Irene squinted at the screen.

Althea muttered, “Maybe we should go through all that again. Princess Irene is an old world faery.”

“If I could explain it any more simply, I would. Somebody created Aletheias just to torture them. We’re trying to trace who is being tortured and who is doing the torturing.”

Irene cleared her throat and wriggled the fingers of both her hands in the air in front of her.

“What,” Alaria said flatly, “What is that? You’re going to tickle somebody? You can do magic like the Aletheias? Anne Marie and Mary Anne should spook the culprit?”

Even Althea was momentarily puzzled. “You want to play the piano? Oh.” Understanding dawned. “Keyboard. She wants to type something at us.”

Irene snapped her fingers and pointed at Althea to communicate that she was correct.

“Have you considered taking up sign language?” Alaria asked Irene, as she powered up her own laptop.

Althea answered for her, “Everybody in the West would have to learn it, too, for communication to be effective. Besides, if she’s been too busy to learn it then most other people would be. Charades is faster.”

Irene nodded. She’d written to Althea as much.

“We could put the entire city on a holographic grid. Anyone who wants to type something can just wiggle their fingers like that, wherever they are, maybe with fingertip sensors attached by nano-technology filled nail polish. One day.” Alaria opened a word processor on her personal laptop. Irene kept the capslock on.

YOU SPOKE OF NEWER ALETHEIA MODELS AND THE NEWEST ONES. WHAT ABOUT THE OLD?

Alaria answered, “Those aren’t factory models that you could upload or write in just anything. The Clarene made the first few, the original divine ones.”

BUT CAN NEW UNITS READ OLD DATA?

“There’s no reason that they can’t, but those haven’t ever gone to the cloud—”

UNTIL NOW. MAYBE AN OLD ALETHEIA EMBODIED IN NEW HARDWARE AND SOFTWARE WOULD NOT BE AWARE OF ALL THE FEATURES. 

Althea leaned forward. “Irene, what are you thinking?”

Irene typed: I’M THINKING OF SOMEBODY WITH THE MOTIVATION TO PUT AN ALETHEIA THROUGH THE SAME PAINFUL THING OVER AND AGAIN.

At that, Althea looked doubtful. “Lots of people have motivations to do what they don’t have the means to do.
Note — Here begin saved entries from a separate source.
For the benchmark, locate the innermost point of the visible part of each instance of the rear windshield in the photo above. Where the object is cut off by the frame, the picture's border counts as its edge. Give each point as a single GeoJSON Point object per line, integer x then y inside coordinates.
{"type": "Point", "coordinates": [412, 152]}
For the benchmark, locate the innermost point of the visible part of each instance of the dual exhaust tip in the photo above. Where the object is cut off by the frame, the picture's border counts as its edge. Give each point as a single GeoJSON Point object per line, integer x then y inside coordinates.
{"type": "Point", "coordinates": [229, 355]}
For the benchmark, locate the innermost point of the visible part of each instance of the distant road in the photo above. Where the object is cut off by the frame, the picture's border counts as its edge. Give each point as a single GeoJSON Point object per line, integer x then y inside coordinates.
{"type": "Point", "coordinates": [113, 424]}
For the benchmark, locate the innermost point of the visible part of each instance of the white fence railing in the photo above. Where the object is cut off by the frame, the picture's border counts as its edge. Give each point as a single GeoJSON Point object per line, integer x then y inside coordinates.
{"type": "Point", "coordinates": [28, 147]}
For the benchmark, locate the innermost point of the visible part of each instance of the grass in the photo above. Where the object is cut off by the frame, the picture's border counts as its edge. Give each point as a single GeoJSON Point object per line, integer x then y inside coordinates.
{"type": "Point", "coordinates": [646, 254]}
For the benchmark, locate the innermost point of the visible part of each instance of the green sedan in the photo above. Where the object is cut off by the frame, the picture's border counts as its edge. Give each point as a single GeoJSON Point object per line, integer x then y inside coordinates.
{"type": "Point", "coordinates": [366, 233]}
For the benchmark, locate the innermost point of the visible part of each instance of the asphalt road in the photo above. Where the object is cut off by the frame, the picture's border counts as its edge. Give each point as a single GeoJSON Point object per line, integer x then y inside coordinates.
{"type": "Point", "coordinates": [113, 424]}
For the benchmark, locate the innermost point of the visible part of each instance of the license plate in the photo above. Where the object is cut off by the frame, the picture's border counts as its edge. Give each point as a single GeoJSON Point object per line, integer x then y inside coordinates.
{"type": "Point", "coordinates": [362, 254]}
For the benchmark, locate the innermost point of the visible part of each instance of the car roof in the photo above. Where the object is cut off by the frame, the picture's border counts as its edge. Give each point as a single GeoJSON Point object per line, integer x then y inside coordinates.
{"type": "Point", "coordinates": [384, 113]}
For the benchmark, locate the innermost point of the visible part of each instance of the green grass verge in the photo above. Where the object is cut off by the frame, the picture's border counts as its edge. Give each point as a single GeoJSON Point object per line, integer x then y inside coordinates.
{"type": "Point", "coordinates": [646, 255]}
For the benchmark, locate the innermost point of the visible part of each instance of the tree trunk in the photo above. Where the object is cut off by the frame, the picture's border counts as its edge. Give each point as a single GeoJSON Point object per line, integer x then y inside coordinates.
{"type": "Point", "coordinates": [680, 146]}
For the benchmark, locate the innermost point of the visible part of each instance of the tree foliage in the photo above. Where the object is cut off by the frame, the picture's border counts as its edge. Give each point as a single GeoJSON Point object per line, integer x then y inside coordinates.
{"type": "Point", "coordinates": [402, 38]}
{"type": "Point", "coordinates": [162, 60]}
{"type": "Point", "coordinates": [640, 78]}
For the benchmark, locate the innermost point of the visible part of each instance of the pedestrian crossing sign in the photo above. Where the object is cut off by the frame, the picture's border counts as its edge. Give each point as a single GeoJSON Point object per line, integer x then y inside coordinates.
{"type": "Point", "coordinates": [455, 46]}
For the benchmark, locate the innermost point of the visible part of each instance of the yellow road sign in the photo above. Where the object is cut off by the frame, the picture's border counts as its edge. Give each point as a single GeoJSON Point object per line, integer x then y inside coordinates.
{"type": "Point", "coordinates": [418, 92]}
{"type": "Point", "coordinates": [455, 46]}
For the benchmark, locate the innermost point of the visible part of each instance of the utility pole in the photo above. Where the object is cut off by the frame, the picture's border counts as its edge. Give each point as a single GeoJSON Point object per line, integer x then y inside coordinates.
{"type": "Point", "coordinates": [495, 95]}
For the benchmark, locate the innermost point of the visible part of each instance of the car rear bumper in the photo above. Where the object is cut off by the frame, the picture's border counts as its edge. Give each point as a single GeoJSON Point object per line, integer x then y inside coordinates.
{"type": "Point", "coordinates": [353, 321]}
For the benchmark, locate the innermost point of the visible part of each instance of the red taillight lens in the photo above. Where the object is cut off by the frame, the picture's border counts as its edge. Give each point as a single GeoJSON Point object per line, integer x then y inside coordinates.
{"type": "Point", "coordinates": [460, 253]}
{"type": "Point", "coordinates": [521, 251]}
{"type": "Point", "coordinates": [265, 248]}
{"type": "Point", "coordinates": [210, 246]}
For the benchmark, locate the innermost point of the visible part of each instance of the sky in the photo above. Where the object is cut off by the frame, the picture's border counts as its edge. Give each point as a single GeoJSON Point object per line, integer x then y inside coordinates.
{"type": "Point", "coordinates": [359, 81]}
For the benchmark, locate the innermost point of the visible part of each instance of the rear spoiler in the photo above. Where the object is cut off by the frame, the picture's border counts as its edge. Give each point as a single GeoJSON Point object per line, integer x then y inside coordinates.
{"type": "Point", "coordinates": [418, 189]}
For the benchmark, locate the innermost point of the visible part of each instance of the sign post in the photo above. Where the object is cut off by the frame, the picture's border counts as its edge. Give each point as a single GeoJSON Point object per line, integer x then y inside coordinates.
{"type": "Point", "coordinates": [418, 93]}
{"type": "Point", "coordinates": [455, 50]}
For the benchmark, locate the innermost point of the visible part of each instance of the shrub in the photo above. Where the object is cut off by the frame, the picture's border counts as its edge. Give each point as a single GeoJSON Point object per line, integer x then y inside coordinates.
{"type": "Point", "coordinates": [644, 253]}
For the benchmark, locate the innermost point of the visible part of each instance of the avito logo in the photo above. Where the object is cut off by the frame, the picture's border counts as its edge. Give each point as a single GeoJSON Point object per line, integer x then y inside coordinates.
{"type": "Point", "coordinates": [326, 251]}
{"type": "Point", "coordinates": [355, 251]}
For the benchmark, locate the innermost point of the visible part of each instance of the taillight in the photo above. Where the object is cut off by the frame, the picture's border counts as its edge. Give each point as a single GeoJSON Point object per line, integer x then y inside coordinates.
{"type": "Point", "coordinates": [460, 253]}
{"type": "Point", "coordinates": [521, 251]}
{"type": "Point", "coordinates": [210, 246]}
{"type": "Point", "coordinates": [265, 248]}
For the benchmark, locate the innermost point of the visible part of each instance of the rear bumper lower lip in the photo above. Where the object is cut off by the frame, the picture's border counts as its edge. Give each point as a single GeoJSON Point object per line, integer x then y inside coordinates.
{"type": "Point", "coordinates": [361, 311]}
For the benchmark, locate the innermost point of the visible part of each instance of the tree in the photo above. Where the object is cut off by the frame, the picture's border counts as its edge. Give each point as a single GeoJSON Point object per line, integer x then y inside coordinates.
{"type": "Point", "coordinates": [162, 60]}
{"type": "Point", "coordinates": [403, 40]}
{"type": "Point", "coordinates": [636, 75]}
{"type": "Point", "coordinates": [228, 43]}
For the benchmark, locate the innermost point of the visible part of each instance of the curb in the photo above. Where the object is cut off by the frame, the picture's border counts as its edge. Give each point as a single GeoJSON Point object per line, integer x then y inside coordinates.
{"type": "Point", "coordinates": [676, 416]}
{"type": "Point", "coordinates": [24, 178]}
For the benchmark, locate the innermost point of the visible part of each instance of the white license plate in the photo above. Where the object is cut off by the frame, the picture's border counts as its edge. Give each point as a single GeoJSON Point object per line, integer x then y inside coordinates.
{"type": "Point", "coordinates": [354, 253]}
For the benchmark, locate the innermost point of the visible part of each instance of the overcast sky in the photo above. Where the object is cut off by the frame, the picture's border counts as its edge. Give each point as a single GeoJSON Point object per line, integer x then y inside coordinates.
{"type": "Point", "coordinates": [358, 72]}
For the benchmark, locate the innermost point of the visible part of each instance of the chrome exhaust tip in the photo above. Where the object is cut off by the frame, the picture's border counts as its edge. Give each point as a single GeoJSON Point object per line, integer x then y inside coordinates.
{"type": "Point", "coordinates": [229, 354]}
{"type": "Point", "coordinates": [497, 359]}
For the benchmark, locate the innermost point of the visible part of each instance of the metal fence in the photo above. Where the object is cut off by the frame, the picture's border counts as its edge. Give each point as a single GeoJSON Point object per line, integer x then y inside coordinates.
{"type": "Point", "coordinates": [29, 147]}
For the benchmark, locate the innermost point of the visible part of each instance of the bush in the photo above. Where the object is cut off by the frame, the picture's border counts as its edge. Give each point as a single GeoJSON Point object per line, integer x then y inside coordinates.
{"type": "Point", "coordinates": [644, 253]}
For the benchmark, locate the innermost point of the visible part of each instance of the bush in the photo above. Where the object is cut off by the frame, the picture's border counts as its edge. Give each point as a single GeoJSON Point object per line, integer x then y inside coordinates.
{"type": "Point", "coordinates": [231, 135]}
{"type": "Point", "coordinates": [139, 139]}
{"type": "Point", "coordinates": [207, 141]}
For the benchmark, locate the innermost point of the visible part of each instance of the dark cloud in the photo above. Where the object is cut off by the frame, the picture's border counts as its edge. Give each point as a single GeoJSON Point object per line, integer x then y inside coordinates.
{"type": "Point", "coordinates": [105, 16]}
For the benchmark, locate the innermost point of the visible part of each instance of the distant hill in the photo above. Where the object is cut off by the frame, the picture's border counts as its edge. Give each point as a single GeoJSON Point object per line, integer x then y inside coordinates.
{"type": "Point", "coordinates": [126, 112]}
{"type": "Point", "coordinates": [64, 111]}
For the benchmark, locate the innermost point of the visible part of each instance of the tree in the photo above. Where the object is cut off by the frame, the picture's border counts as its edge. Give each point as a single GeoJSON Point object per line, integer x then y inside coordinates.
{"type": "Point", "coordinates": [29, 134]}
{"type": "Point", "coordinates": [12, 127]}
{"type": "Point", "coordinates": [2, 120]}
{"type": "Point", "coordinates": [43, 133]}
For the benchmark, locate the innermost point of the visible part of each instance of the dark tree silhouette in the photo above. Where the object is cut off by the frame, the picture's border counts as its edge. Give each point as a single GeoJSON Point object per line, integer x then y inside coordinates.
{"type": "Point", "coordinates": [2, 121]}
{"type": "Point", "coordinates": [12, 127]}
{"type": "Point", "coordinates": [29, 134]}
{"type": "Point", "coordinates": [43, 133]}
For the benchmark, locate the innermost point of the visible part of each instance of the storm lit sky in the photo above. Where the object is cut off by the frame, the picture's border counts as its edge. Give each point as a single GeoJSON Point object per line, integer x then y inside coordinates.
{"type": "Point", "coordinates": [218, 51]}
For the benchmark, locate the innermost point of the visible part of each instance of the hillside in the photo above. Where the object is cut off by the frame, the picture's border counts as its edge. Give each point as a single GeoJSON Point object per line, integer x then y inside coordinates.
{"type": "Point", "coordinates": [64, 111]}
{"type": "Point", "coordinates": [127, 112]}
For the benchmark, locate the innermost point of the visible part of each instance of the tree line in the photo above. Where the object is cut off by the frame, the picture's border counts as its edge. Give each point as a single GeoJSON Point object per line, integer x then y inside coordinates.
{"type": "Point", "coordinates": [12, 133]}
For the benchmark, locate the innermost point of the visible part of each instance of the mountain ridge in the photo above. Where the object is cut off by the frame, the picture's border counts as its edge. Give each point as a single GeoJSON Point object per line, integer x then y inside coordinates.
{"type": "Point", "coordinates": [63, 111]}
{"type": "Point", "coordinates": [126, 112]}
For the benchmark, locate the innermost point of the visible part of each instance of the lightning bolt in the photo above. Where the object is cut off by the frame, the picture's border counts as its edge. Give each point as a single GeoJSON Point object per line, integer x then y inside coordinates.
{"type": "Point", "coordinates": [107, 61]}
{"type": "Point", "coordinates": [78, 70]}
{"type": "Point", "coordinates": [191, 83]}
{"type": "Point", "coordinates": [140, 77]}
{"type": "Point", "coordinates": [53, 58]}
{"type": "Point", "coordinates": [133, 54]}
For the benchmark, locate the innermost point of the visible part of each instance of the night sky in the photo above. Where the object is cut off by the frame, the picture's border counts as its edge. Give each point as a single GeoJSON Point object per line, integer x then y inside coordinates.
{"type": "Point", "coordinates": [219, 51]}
If you’re talking about William the human, what…rewriting security records, hacking factory machines, manipulating tech in a world not his own, and not even leaving fingerprints for the investigators to find—”

“He’s not human,” Alaria interrupted. “After what 003 did to him? He’s more of a cyborg.”

CAN A CYBORG MORE EASILY REWRITE SECURITY RECORDS AND HACK FACTORY MACHINES THAN A HUMAN?

At that, the Laetha and priestess paused.

“Much,” Althea said.

“No,” Alaria said, “It depends. 003 didn’t really know what he was doing.”

WE CAN ASK A CYBORG WHAT A CYBORG CAN DO, CAN’T WE?

Alaria shook her head no, but said, “If by ‘we’ you mean you and Althea, then go. I need the whole team to focus on taking account of the latest pre-centennial units.”

So, Irene shook Alaria’s hand in thanks, and followed Althea who had already (unannounced) taken her leave of the premises.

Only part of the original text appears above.